The ad's answer: The decision by the administration of Kansas Gov. Kathleen Sebelius (D) to block air permits for two coal-fired electricity plants because of carbon dioxide emissions "means Kansas will import more natural gas from countries like Russia, Venezuela and Iran."
The ad was taken out by Kansans for Affordable Energy; it does not mention that the campaign was paid for largely by coal mining giant Peabody Energy and a Kansas rural cooperative called Sunflower Electric Power, which wanted to build the coal plants.
"Without new coal-fueled plants in our state, experts predict that electric bills will skyrocket and Kansans will be more dependent than ever on hostile, foreign energy sources," the ad said.
Environmentalists cried foul, noting that Kansas currently exports natural gas to other states.
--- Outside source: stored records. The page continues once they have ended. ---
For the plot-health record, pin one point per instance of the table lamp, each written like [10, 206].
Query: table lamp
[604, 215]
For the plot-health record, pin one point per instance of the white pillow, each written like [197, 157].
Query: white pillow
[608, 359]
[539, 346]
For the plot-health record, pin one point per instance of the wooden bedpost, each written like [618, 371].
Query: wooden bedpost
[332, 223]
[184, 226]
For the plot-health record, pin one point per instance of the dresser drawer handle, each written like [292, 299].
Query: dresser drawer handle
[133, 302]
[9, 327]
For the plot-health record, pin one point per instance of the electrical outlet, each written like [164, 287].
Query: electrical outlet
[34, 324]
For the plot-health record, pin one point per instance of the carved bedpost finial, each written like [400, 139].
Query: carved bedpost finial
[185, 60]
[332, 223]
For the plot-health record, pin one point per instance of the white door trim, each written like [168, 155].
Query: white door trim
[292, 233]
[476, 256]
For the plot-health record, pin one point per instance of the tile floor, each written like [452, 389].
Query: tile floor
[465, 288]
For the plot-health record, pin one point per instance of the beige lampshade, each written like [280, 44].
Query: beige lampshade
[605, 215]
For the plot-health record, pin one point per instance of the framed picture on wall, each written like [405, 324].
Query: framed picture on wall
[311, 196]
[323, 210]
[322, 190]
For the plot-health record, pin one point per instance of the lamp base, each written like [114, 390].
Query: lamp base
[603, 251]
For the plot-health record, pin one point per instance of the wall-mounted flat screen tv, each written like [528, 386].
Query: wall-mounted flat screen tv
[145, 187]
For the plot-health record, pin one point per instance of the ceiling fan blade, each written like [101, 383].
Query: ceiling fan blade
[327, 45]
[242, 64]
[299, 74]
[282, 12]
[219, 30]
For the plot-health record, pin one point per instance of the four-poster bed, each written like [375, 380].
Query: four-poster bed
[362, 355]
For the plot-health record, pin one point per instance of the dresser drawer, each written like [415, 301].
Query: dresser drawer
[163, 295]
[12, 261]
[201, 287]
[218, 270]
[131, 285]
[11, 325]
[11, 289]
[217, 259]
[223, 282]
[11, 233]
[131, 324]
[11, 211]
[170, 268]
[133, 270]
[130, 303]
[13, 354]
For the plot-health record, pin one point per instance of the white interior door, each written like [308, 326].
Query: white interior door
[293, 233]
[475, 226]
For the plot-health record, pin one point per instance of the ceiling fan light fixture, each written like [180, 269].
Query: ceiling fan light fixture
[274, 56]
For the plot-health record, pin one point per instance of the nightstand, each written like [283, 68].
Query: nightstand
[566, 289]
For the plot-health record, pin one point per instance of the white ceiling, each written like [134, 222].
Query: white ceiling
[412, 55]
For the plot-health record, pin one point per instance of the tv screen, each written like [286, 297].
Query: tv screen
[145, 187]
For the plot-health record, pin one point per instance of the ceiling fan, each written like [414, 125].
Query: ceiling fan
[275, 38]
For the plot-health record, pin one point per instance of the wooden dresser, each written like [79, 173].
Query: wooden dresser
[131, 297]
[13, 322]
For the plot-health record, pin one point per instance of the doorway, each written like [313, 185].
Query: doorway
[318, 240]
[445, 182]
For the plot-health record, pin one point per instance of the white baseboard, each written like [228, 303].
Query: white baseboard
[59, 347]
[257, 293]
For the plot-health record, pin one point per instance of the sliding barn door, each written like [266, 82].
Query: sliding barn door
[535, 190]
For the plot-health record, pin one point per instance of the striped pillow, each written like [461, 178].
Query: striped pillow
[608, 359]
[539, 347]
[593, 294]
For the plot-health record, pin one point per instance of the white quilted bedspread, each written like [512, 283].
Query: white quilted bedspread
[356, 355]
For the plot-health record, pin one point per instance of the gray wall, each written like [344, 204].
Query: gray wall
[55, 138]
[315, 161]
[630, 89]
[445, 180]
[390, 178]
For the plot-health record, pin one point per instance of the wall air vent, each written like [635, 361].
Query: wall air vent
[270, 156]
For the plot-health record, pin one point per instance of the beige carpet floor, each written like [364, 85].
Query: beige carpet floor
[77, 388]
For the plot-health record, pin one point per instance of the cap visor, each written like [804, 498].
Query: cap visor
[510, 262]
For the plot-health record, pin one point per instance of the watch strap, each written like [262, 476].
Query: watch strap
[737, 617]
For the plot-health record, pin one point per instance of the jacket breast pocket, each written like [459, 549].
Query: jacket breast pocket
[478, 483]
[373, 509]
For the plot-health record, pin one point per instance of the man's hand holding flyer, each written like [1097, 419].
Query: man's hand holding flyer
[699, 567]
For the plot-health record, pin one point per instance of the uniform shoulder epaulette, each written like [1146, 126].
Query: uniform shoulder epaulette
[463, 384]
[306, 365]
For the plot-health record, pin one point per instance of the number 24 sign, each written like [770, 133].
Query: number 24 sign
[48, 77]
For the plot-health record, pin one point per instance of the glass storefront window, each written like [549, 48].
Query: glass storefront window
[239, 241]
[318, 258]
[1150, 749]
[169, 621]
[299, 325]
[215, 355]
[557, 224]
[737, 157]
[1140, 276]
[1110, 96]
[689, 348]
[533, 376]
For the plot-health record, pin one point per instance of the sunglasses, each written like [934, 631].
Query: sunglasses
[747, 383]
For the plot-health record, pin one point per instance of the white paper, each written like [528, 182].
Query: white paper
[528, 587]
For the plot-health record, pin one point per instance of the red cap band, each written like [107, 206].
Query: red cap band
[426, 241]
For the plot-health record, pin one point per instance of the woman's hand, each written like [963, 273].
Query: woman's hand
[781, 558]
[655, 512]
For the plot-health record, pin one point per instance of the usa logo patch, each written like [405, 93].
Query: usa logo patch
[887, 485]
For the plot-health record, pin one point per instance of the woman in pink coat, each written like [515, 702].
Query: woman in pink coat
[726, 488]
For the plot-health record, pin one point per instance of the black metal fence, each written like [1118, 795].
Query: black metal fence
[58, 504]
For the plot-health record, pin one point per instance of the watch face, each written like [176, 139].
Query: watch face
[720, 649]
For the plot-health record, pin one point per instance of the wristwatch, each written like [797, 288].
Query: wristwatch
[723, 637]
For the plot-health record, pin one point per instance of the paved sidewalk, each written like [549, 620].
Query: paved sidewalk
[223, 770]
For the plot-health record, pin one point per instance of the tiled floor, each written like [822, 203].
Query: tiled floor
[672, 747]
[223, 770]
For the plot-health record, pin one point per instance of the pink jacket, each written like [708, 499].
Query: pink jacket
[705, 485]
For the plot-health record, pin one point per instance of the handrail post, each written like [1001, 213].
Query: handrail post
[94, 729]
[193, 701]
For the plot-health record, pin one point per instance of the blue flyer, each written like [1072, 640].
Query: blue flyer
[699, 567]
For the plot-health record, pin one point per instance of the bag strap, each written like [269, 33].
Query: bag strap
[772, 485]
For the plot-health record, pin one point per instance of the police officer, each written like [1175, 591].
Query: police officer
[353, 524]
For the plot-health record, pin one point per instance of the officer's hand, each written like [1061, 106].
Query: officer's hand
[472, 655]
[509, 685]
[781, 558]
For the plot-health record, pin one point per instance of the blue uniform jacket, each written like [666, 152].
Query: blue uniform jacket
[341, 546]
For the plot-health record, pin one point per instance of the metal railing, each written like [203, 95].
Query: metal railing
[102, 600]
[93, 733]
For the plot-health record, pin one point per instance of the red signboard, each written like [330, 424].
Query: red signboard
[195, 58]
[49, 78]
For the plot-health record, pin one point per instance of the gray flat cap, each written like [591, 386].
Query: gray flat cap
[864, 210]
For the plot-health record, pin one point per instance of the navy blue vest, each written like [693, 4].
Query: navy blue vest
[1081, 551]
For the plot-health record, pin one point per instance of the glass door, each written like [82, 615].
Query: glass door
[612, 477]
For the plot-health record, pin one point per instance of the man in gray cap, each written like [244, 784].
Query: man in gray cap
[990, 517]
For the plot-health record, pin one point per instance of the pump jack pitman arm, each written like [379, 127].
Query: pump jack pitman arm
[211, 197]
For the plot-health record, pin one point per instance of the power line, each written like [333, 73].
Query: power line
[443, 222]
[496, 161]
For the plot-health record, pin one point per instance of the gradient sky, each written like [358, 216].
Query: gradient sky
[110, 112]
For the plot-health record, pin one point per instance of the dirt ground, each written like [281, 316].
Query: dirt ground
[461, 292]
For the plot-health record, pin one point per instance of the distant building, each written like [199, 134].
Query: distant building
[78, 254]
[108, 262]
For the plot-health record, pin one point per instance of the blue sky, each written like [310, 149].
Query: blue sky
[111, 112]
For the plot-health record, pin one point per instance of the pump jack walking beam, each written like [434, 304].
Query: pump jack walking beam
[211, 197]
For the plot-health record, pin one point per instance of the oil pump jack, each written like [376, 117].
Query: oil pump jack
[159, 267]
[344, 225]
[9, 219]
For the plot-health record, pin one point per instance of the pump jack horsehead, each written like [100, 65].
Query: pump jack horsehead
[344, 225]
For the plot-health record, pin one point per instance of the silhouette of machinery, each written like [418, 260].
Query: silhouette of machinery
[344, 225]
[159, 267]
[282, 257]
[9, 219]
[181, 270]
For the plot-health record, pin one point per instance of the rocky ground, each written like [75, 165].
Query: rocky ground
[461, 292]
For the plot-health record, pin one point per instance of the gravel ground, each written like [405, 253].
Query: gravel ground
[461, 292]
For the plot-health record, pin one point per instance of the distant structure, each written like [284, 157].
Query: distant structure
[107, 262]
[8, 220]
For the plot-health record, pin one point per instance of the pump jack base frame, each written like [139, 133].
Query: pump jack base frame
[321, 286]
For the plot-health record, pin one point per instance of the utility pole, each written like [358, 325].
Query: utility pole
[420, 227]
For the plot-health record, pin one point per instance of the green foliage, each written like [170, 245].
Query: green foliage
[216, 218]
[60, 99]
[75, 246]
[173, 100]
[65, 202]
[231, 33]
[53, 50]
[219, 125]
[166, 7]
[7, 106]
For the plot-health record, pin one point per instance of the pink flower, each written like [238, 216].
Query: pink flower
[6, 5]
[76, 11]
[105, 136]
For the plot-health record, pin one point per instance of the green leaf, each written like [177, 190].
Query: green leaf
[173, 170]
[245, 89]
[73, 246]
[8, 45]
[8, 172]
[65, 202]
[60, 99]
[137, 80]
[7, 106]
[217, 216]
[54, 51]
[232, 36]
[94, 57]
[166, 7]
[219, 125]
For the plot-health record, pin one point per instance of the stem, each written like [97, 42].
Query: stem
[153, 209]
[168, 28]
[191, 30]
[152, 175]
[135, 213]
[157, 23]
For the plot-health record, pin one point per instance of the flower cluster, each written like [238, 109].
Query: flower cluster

The United States does not currently import natural gas from Russia, Venezuela or Iran, according to the Energy Department's Energy Information Administration.
"This is McCarthyism," said Bruce Nilles, a Sierra Club lawyer.
The permit denial by the Kansas Health and Environment Department last month marked the first time that a state agency applied a Supreme Court decision earlier this year calling carbon dioxide a pollutant under the Clean Air Act.
Peabody said it had helped pay for the ads, but it would not say who else had contributed or how much they cost. "There is a need to reset the energy debate in Kansas toward responsible, adequate supplies of energy going forward," said Vic Svec, a Peabody spokesman.
The governor says the state can meet its electricity needs with new wind power and other renewables, as well as with conservation measures.
In a statement, Sebelius called the ads "over-the-top nonsense." She said, "It does a real disservice to Kansans who are looking for an honest and constructive debate about our state's energy future."